Od Kasandry CD Rath'a

Byłam strasznie zmęczona po całym dniu, a zarazem bardzo szczęśliwa. Basior postanowił zostać co było dla mnie na łapę. Zwinęłam się w kłębek tuż przy ścianie jaskini i natychmiast zasnęłam.
~*~
-Gdzie jestem? Co się dzieje?- Zapytałam sama siebie.
Wokół nic nie było tylko pusta przestrzeń. Całkowita pustka było nieco przerażająca. Pobiegłam do przodu i w pewnym momencie ujrzałam w oddali postać otoczoną mgłą zwolniłam kroku. Była bardzo nie wyraźna, z oddali wyglądała strasznie. Czułam wokół niej mroczna aurę.
-Nareszcie się spotkamy... Kasandro - rozległ się niski głos
~Kto to jest?... Skąd on zna moje imię?~ pomyślałam
Cofnęłam się gwałtownie do tyłu.
-Dokąd to się wybieramy? -Zapytał szyderczym głosem
~ Gdzieś słyszałam ten głos...Czy to możliwe... ~myśli
-...Serafin... - Powiedziałam niezbyt przychylnym głosem
Postać była blisko mnie, mgła wokół niej zamieniła się w lekki i delikatny zapach palnej trawy, liści oraz drewna to przywołało wspomnienia z tamtego dnia, gdy zostałam sierotą. Gdy był blisko to byłam już pewna, że to on.

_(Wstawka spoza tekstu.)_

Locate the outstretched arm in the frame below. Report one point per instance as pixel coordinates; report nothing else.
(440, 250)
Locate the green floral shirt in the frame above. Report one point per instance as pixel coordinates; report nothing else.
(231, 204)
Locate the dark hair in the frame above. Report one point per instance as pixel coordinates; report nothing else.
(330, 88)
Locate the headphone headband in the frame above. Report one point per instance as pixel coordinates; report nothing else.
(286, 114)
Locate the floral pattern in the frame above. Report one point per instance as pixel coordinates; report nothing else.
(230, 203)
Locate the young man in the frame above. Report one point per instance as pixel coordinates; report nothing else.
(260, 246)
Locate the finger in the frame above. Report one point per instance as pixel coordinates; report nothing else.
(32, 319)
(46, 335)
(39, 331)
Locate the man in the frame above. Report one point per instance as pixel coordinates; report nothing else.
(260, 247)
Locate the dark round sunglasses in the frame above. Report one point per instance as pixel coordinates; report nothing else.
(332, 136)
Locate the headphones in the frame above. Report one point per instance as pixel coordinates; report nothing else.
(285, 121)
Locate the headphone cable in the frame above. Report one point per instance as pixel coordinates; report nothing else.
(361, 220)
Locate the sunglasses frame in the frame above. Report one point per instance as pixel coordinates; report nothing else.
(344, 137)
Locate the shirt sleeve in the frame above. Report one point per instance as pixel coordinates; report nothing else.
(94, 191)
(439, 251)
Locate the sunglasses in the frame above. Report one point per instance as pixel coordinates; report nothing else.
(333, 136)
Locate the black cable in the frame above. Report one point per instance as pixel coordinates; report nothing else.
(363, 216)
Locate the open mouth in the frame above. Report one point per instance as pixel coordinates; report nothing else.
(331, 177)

-Witaj Siostrzyczko... -Rzekł szyderczo
-Skąd się wziąłeś? Czego odemnie chcesz?
-Zmieniłaś się... Wydoroślałaś i stałość się piękna - powiedział z przerażającym uśmiechem
Nagle pojawił się ogień za bratem. Wiedziałam że potrafi kontrolować ten niebezpieczny i dziki żywioł.Poczułam się osaczona gdy płomienie zatoczyły krąg, a ja znajdowała się w środku. Zaniepokojona tym faktem stanęła twardo na łapach. Serafin wskoczył do środka okręgu.
-Boisz się Siostrzyczko? -Zapytał z uśmiechem
Warknęłam na niego ostrzegawczo. Spojrzał na mnie swoim lodowatym wzrokiem i w tamtej chwili zrobiło mi się bardzo gorąco. Upadłam a ogień otaczający nas pojawił się niebezpieczne szybko wokół mnie. Byłam w środku kuli stworzonej z ognia.

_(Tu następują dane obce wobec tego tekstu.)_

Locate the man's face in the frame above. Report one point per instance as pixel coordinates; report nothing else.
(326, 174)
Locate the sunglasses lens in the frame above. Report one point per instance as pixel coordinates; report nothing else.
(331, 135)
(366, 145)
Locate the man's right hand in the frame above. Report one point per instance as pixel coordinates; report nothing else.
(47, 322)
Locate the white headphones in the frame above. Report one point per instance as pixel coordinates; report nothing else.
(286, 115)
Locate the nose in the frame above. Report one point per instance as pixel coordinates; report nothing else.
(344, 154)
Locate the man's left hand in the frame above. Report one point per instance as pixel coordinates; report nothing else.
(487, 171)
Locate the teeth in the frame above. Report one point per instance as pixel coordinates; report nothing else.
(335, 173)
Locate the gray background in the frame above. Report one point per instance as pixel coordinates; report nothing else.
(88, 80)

-Przestań bracie - Krzyknęłam
Odchodził coraz dalej a ogień zaczął mnie palić żywcem
-Jeszcze się spotkamy nie raz - powiedział po czym było słychać tylko jego szyderczy śmiech.
~*~
Obudziłam się gwałtownie. Rozejrzałam się w około i na sierść. Nic mi nie było.

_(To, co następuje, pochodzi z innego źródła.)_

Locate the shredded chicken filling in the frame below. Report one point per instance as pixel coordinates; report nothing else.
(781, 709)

-...To tylko koszmar...- szepnęłam aby się uspokoić
Zauważyłam kontem oka, że Rath'a nie ma w jaskini. Spojrzałam na wejście do jaskini. Słońce dopiero się budziło. Wstałam i rozciągnęłam się. Wyszłam przed jaskinie, gdyż nie mogłabym zasnąć po raz kolejny. Ujrzałam basior położył się przed jaskinia. Słoneczko budziło się do życia więc postanowiłam coś upolować na śniadanko dla Rath'a i siebie. Wskoczyłam do lasu i szybko złapałem świeży trop.